10 long, thin asparagus spears

oil, for frying

½ medium onion, finely sliced

4 baby fennel bulbs, thinly sliced

120 g butternut, thinly sliced and cut into small pieces, with the skin on

Base

125 g flour

125 g salted butter, cut into cubes, plus extra for greasing

125 g mature Cheddar cheese, grated

Topping

4/5 C (200 ml) cream

4 eggs

a generous pinch of nutmeg

salt and pepper to taste

2 Tbsp (30 ml) finely grated pecorino cheese

125 g Camembert cheese

2 Medjool dates, cut into strips

Preheat the oven to 180 °C. Grease 4 loose-bottomed 12 cm tartlet pans.

Vegetable filling

Cut 2 asparagus spears into smaller pieces. In a pan, heat some oil and fry the onion, fennel, asparagus and butternut until the onion is golden brown.
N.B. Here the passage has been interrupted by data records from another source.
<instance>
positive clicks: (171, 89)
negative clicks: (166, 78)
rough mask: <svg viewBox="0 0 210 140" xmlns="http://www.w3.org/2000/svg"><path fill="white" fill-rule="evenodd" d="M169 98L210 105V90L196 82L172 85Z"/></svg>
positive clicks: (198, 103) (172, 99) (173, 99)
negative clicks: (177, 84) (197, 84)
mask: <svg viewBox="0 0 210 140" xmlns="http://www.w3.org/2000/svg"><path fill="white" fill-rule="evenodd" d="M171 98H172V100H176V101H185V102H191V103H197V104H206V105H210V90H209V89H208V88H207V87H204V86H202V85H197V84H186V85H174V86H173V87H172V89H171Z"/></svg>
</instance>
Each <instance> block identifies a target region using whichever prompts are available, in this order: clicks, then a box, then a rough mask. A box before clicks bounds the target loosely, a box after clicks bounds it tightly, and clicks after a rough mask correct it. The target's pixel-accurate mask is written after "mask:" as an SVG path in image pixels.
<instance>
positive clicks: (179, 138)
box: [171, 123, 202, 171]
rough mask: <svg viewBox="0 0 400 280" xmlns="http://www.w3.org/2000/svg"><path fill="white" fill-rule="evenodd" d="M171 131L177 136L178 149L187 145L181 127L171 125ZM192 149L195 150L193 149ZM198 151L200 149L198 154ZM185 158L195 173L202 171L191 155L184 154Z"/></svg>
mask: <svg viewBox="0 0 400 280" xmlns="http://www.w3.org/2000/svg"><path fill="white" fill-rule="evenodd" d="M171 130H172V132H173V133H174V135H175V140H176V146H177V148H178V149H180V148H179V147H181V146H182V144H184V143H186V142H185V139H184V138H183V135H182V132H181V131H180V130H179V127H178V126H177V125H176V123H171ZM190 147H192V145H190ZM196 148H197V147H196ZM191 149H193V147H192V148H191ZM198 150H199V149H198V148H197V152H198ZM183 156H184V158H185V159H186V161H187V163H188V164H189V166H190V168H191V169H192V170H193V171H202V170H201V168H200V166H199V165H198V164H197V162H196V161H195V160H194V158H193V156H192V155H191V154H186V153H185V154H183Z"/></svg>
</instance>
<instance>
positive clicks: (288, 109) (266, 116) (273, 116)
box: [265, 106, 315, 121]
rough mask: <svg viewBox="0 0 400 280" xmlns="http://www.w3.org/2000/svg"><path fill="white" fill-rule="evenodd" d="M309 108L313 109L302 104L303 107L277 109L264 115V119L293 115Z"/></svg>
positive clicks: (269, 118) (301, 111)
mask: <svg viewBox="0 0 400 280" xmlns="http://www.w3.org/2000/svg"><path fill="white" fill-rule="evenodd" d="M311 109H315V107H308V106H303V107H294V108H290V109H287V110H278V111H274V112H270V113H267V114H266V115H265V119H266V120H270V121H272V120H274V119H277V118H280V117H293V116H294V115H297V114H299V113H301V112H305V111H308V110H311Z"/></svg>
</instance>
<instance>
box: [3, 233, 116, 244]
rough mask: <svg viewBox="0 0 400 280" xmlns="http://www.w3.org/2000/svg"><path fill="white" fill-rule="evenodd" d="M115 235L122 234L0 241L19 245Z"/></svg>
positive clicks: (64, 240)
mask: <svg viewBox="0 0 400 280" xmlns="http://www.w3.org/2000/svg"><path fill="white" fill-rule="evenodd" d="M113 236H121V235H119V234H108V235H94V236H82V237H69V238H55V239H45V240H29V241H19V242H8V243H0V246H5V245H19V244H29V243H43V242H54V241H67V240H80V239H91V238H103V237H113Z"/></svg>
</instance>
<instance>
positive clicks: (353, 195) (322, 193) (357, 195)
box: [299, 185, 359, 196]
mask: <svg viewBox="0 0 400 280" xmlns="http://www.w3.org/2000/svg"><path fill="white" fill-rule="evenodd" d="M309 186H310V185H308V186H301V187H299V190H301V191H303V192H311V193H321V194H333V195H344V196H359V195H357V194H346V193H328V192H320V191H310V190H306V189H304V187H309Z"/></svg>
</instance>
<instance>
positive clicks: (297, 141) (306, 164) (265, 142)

Keep to one side to cool.

Base

Rub the butter cubes into the flour and add the grated Cheddar – the mixture will be crumbly. To form the base, carefully press this crumbly mixture onto the bottom and up the sides of the tartlet pans. Keep to one side while you prepare the topping.

Topping

Pour the cream into a jug and beat the eggs into the cream. Add the nutmeg, salt and pepper, as well as the pecorino and mix well.

To finish

Divide the vegetable mixture into 4 and place into the tart shells. Fill each tart halfway with the cream mixture. Place a slice of Camembert and 2 asparagus spears on each tart. Add a few slices of the dates and place into the preheated oven. Bake for 20–30 minutes or until golden brown.

Serve as a starter or as a meal with a side salad.